Savaş ve çatışma ortamı
Ortadoğu'da devam eden savaşların en çok kadınları ve çocukları etkilediğini vurgulayan İHD, şöyle dedi:
"Savaş ve kaos ortamında Suriye'de yaşanan savaşta da tecrübe edildiği üzere Kadınlar, LGBTİ+'lar ve çocuklar ayrımcılığa maruz bırakılmakta, kaçırılma, cinsel istismar, fuhuşa zorlanma veya işkence gibi birçok suçun mağduru olmaktadırlar. Yine savaş sebebiyle göçmek zorunda bırakılan, farklı ülkelerde mülteci statüsünde bulunan birçok kadın ve çocuk ırkçı ayrımcı saldırılara maruz kalmaktadır.
"Sadece diğer ülkelerde değil Türkiye'de de benzer birçok politika yürütülmektedir. Özellikle Hakkâri, Şırnak, Dersim gibi kolluk kuvvetlerinin sayıca fazla olduğu bölge illerinde yürütülen, kamuoyuna yansıyan ve kamu otoritelerinin de çoğu zaman sessiz kaldığı, etkin idari ve yargısal soruşturmalar yürütmediği durumlar neticesinde fuhuş zorlanma, madde bağımlılığı, kadınlara yönelik birçok hak ihlali de yaygınlaşmaktadır."
Kolluk kuvvetlerinin dahil olduğu suçlar
İHD, özellikle Doğu ve Güneydoğu Anadolu bölgesinde kolluk kuvvetlerinin faili olduğu olaylarda herhangi bir cezai müeyyidenin uygulanmamasının faili cesaretlendirdiğinin altını çizdi:
"Özellikle kolluk kuvvetlerinin dahil olduğu suçlar cezasızlık zırhıyla taçlandırılmaktadır. Uygulanan cezasızlık politikası kolluk kuvvetlerinin artık alenen suç işlenmesi gerçeğini karşımıza çıkararak cezasızlık politikasının en acı sonucunu yaşatmaktadır. 90'lı yıllarda başlayan Musa'lar 20'li yıllarda Musa Orhanlarla sürdürülmektedir. Bilançoda da görüldüğü üzere toplumsal alanda gerçekleşen şiddet sonucu yaralanmaların çoğu cinsel şiddet, taciz ve tecavüz sonucu gerçekleşmiştir."
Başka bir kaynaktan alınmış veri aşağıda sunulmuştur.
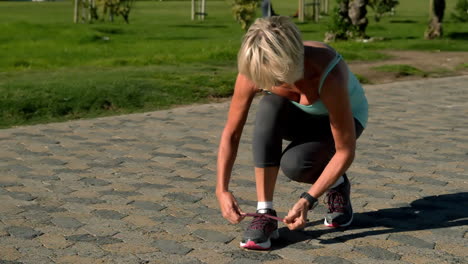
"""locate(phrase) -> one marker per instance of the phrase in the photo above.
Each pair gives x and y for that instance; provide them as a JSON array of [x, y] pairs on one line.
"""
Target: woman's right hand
[[229, 207]]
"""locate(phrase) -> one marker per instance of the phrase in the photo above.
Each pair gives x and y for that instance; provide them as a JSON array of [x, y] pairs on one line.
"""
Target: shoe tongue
[[263, 211]]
Kadın hakları savunucularına yargısal taciz
İHD, kadına yönelik şiddetle mücadele eden kadın hak savunucularının yargısal tacize (gözaltı, tutuklama vb.) maruz bırakılmalarının kadın mücadelesini engellemeye yönelik olduğunu belirtti.
Pandemi süreci
Pandemi süreciyle birlikte aile içi kadına yönelik şiddetin tırmandığı bir dönem yaşandığını hatırlatan İHD şöyle dedi:
"Evde kalma sürelerinin artması ve bu süreçte İnfaz Yasasında yapılan değişiklikler sonucu şiddet uygulayan erkeklerin serbest kalması ile birlikte kadınların şiddete maruz kalma oranları da artmıştır. Yine COVID-19 salgını gerekçesiyle kadın sığınma evlerinin işlevsizleştirilmesi ve şiddet mağduru kadınların başvuracağı, sığınacağı bir alanın bırakılmaması da ev içi şiddet vakalarının artışına sebep olmuştur."
Cezasızlık politikalarından vazgeçilmeli
Devletin kadına karşı şiddeti önlemek için her türlü tedbiri almak zorunda olduğunu hatırlatan İHD, "Toplumsal cinsiyet eşitliğinin toplumun tüm kesimlerine yaygınlaştırmak için politikalar üretmelidir. Cinsiyete dayalı ayrımcılığı ortadan kaldırmalıdır. Kadına karşı şiddet uygulayan failler hakkında etkili cezalandırma yoluna gidilmeli ve cezasızlık politikalarından vazgeçilmelidir" dedi.